On the Critique of Science in Film
Wednesday, 9 October 2013
"No one was more stunned than I over the media attention given to my flurry of tweets posted this past Sunday, each commenting on some aspect of the Bullock-Clooney film Gravity. Hundreds of references followed in blogs and news sources, including television’s Inside Edition the Today Show, and Brian Williams’s NBC Nightly News.
What few people recognize is that science experts don’t line up to critique Cloudy with a Chance of Meatballs or Man of Steel or Transformers or The Avengers. These films offer no premise of portraying a physical reality. Imagine the absurdity of me critiquing the Lion King: “Lions can’t talk. And if they could, they wouldn’t be speaking English. And Simba would have simply eaten Pumba early in the film.”

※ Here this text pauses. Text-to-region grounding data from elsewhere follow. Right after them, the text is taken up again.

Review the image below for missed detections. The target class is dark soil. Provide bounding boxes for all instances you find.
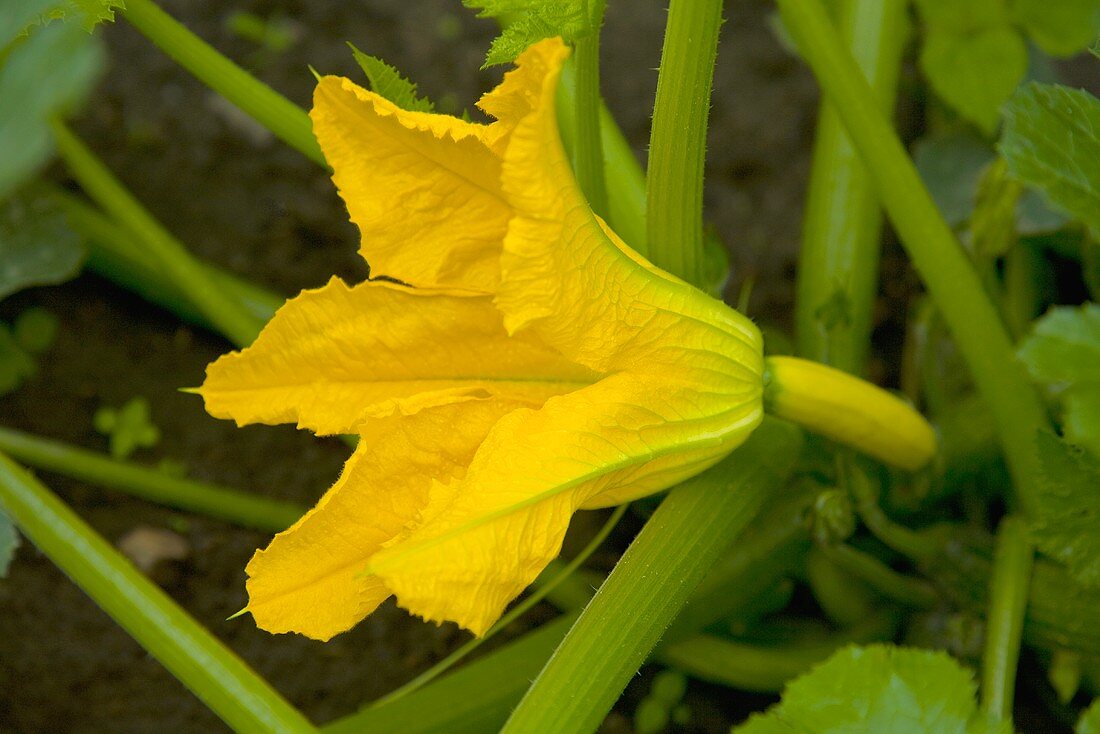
[0,1,832,731]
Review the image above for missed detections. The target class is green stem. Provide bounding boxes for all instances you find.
[369,504,627,708]
[845,458,940,561]
[322,614,577,734]
[571,21,608,218]
[645,0,723,287]
[794,0,907,374]
[659,612,897,693]
[557,59,647,255]
[51,121,263,347]
[0,426,303,532]
[823,542,939,609]
[981,516,1033,722]
[777,0,1049,515]
[0,453,315,734]
[120,0,325,166]
[503,419,802,734]
[50,187,282,327]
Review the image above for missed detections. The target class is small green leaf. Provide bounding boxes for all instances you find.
[920,25,1027,135]
[463,0,593,67]
[348,44,435,113]
[0,324,34,396]
[93,397,161,459]
[12,307,59,354]
[0,195,86,301]
[1080,697,1100,734]
[734,644,1009,734]
[0,18,105,200]
[1031,431,1100,588]
[1001,83,1100,237]
[1011,0,1100,57]
[0,506,18,577]
[1019,304,1100,454]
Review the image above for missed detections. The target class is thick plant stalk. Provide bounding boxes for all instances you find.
[503,420,802,734]
[571,0,608,218]
[981,516,1033,721]
[795,0,907,374]
[645,0,724,287]
[0,454,316,734]
[776,0,1049,515]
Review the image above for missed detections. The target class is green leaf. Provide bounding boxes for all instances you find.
[1001,83,1100,238]
[969,158,1020,258]
[0,18,105,201]
[463,0,593,66]
[919,25,1027,135]
[0,195,86,301]
[914,0,1009,31]
[1080,697,1100,734]
[733,644,1008,734]
[1012,0,1100,57]
[0,506,17,577]
[0,324,34,396]
[348,44,434,113]
[0,0,60,44]
[1018,304,1100,454]
[27,0,123,32]
[12,307,59,354]
[93,397,161,459]
[1031,431,1100,588]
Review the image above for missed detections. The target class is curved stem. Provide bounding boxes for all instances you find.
[121,0,325,167]
[645,0,723,287]
[822,542,939,609]
[0,426,303,532]
[51,121,263,347]
[776,0,1049,515]
[0,453,315,734]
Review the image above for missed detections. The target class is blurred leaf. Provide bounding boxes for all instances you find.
[0,324,35,395]
[0,507,17,577]
[1019,304,1100,455]
[0,0,59,44]
[93,397,161,459]
[920,25,1027,135]
[13,307,59,354]
[969,157,1021,258]
[1031,431,1100,588]
[914,0,1009,30]
[0,195,85,301]
[733,644,1009,734]
[1011,0,1100,57]
[26,0,123,32]
[1080,698,1100,734]
[0,19,105,201]
[1001,83,1100,237]
[348,44,435,113]
[463,0,595,67]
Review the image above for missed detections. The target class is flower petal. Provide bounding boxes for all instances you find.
[494,38,762,378]
[370,369,763,636]
[311,76,508,291]
[244,398,522,641]
[200,277,596,435]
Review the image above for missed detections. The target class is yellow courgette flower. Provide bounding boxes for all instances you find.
[199,37,933,640]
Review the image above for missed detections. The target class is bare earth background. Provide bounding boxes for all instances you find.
[0,0,921,731]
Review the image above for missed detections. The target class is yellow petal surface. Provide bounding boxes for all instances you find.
[245,398,524,640]
[311,77,507,291]
[370,370,763,636]
[200,277,596,435]
[494,39,762,380]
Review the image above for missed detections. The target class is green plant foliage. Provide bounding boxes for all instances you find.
[1011,0,1100,57]
[635,669,688,734]
[462,0,596,67]
[733,644,1010,734]
[25,0,123,32]
[1019,304,1100,456]
[12,308,59,354]
[93,397,161,459]
[1001,83,1100,238]
[0,17,105,201]
[349,44,435,113]
[0,196,86,301]
[1030,431,1100,588]
[1080,698,1100,734]
[0,508,17,577]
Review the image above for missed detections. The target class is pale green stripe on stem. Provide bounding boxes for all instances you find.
[0,453,316,734]
[776,0,1048,515]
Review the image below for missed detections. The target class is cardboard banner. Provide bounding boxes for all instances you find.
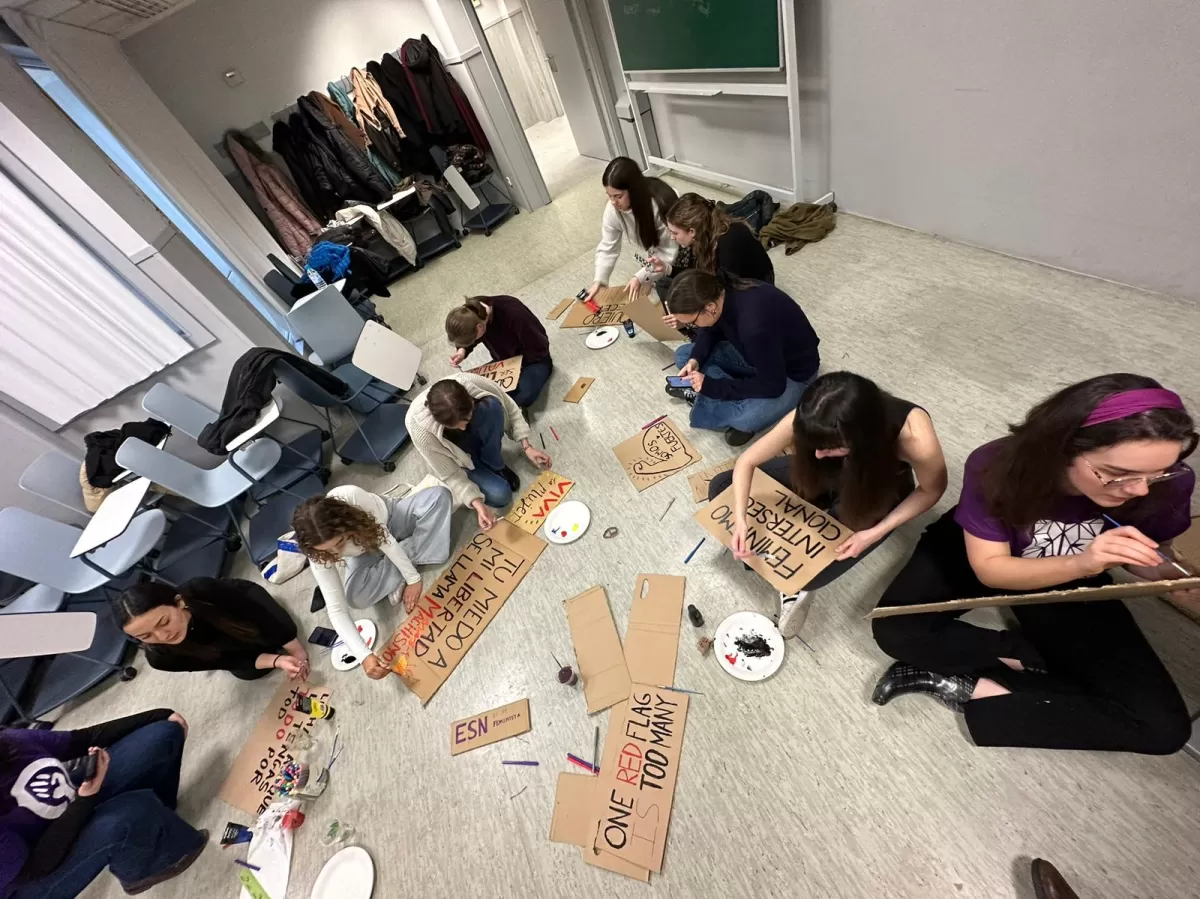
[468,355,523,392]
[592,685,689,872]
[559,285,642,329]
[505,470,575,534]
[218,680,332,816]
[623,294,683,343]
[450,698,531,756]
[563,377,595,403]
[695,469,853,594]
[613,419,701,492]
[866,575,1200,619]
[546,297,574,320]
[379,520,546,704]
[564,586,631,714]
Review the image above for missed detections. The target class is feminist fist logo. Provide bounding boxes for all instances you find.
[11,758,76,819]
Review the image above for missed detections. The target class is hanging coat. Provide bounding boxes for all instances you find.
[397,36,490,152]
[307,90,369,151]
[287,111,352,218]
[297,94,392,205]
[368,57,440,176]
[225,131,321,259]
[271,119,329,220]
[328,81,403,188]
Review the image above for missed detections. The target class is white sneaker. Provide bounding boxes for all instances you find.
[777,590,812,639]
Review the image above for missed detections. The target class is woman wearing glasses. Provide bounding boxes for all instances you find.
[871,374,1198,754]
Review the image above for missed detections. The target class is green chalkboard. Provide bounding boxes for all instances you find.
[608,0,781,72]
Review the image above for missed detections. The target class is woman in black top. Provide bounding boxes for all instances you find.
[708,372,947,637]
[653,192,774,286]
[114,579,308,680]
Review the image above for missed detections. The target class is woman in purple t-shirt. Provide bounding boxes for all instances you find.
[870,373,1198,754]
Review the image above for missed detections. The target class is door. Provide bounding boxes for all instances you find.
[522,0,612,160]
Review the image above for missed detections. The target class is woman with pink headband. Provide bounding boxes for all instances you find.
[870,373,1198,754]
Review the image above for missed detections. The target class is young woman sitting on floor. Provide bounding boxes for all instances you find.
[445,295,553,410]
[666,269,821,446]
[584,156,679,304]
[871,373,1199,755]
[405,373,552,533]
[711,371,947,637]
[653,192,774,289]
[115,578,307,680]
[292,483,453,680]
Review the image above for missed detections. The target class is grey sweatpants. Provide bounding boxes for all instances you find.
[342,486,452,609]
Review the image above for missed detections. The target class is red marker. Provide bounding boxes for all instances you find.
[550,427,560,441]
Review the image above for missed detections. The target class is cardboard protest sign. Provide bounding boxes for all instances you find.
[688,457,737,503]
[695,469,853,594]
[563,377,595,403]
[866,576,1200,619]
[592,685,689,872]
[623,294,683,342]
[613,419,701,492]
[379,520,546,704]
[564,586,631,713]
[505,470,574,534]
[559,286,641,329]
[450,698,530,756]
[546,297,574,320]
[468,355,523,391]
[219,680,332,815]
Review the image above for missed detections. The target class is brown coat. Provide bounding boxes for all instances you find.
[307,91,369,151]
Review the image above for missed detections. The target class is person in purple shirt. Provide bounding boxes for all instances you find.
[445,295,553,411]
[870,374,1199,754]
[0,709,205,898]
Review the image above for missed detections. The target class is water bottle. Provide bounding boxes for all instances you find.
[305,266,327,289]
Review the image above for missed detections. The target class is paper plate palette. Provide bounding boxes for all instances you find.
[330,619,377,672]
[585,326,620,349]
[714,611,785,681]
[311,846,374,899]
[543,500,591,544]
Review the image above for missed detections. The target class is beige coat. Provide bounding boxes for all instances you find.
[404,373,531,509]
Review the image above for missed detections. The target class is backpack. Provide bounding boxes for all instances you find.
[720,190,780,235]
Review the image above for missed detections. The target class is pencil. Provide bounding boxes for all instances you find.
[551,426,560,441]
[642,414,667,430]
[684,537,705,564]
[1101,514,1192,576]
[501,760,539,766]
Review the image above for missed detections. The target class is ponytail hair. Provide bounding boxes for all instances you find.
[667,193,735,274]
[445,297,489,348]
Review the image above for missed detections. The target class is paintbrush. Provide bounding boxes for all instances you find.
[684,538,705,564]
[1101,514,1193,576]
[659,497,675,521]
[592,726,599,772]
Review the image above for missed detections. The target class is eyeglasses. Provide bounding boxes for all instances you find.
[1083,458,1187,488]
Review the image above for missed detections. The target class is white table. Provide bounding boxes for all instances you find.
[352,321,423,392]
[226,400,282,452]
[70,476,153,558]
[0,611,97,659]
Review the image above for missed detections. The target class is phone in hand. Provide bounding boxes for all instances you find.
[308,626,337,648]
[666,375,692,389]
[63,753,98,789]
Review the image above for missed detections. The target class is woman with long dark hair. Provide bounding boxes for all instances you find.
[871,374,1198,754]
[584,157,679,303]
[445,295,552,409]
[709,372,947,636]
[666,269,821,445]
[115,579,306,680]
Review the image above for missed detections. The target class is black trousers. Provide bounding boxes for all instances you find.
[872,510,1190,754]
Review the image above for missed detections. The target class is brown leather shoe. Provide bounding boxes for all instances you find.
[1032,858,1080,899]
[121,829,208,895]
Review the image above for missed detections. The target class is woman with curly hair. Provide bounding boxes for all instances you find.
[653,192,774,288]
[292,484,452,679]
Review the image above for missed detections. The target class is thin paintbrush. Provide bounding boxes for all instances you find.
[1101,513,1192,576]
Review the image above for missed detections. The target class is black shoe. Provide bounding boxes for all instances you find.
[725,427,754,447]
[687,604,704,627]
[665,385,697,404]
[871,662,976,711]
[501,466,520,491]
[121,830,208,895]
[310,587,326,613]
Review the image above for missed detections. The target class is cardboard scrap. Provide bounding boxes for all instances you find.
[563,377,595,403]
[696,468,852,594]
[687,457,738,503]
[379,520,546,704]
[219,680,332,816]
[546,297,574,321]
[564,586,631,714]
[623,293,683,342]
[867,575,1200,619]
[550,773,598,845]
[450,698,531,756]
[505,469,575,534]
[559,285,642,329]
[468,355,523,392]
[623,575,685,683]
[612,419,702,492]
[1171,516,1200,571]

The converse is also true. If a film happens to portray an awesome bit of science when there’s otherwise no premise of scientific accuracy, then I’m first in line to notice. In Chicken Little, for example, the hexagonal sky tiles, each mirroring what lies beneath them, was brilliant. So too are the factory-made doors in Monsters, Inc. As portrayed, they’re, functional wormholes through the fabric of space-time. In A Bugs Life the surface tension of water, which makes it ball up in small volumes was accurately captured at the Bug Bar, and for the little fella’s makeshift telescope.
To “earn” the right to be criticized on a scientific level is a high compliment indeed. So when I saw a headline proclaim, based on my dozen or so tweets, “Astrophysicist says the film Gravity is Riddled with Errors”, I came to regret not first tweeting the hundred things the movie got right: 1) the 90 minute orbital time for objects at that altitude; 2) the re-entry trails of disintegrated satellites, hauntingly reminiscent of the Columbia Shuttle tragedy; 3) Clooney’s calm-under-stress character (I know dozens of astronauts like that); 4) the stunning images from orbit transitioning from day to twilight to nighttime; 5) the Aurorae (northern lights) visible in the distance over the polar regions; 6) the thinness of Earth’s atmosphere relative to Earth’s size; 7) the persistent conservation of angular and linear momentum; 8) the starry sky, though a bit trumped up, captured the range and balance of an actual night sky; 9) the speed of oncoming debris, if in fact it were to collide at orbital velocity; 10) the transition from silence to sound between an unpressurized and a pressurized airlock; … and 100) the brilliantly portrayed tears of Bullock, leaving her eyes, drifting afloat in the capsule.
So I will continue to offer observations of science in film — not as an expression of distaste or disgust but as a celebration of artists attempting to embrace all the forces of nature that surround us.”